One of the most attractive features of Aki Kaurismäki’s films is their setting: the Finnish director has a talent for creating warm, vivid atmospheres from places that one would usually consider drab and uninspiring. He has done this many times in Helsinki (notably in The Man With No Past), but Le Havre, with its post-industrial waterfront, was an ideal candidate.
The story centres on Marcel Marx (André Wilms), an ageing man living modestly on his job as a shoe-shiner, whose life is disturbed suddenly by two momentous events: his wife Arletty’s (Kati Outinen) sudden illness and departure to the hospital, and his encounter with a young illegal immigrant from Mali (Blondin Miguel) who is fleeing the police.
On a superficial level everything is straightforward: the story, the dialogue, the character’s actions and their motivations – yet this apparent simplicity only serves to bring out the film’s depth of vision. The dialogue appears artificial: the actors, especially the excellent André Wilms, speak few words and slowly enunciate each of them.
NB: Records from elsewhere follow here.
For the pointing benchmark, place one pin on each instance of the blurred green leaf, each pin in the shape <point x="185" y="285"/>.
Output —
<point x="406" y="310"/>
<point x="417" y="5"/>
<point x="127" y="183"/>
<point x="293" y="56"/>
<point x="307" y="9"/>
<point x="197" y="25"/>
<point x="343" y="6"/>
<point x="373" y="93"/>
However, what they say is always pregnant with meaning – and often, as if unintentionally, very funny.
Similarly, there are few moral dilemmas: it is always taken for granted that Marx and his neighbours will help the boy evade arrest, yet in our society this attitude of simple, straightforward generosity is not a given. The city comes alive through the characters, and so Kaurismäki’s Le Havre, from a grey, modern port, acquires a kind of universality: the film could equally be set today or in the 1970s and the characters embody certain attitudes which have relevance far beyond the film’s apparent spatiotemporal context.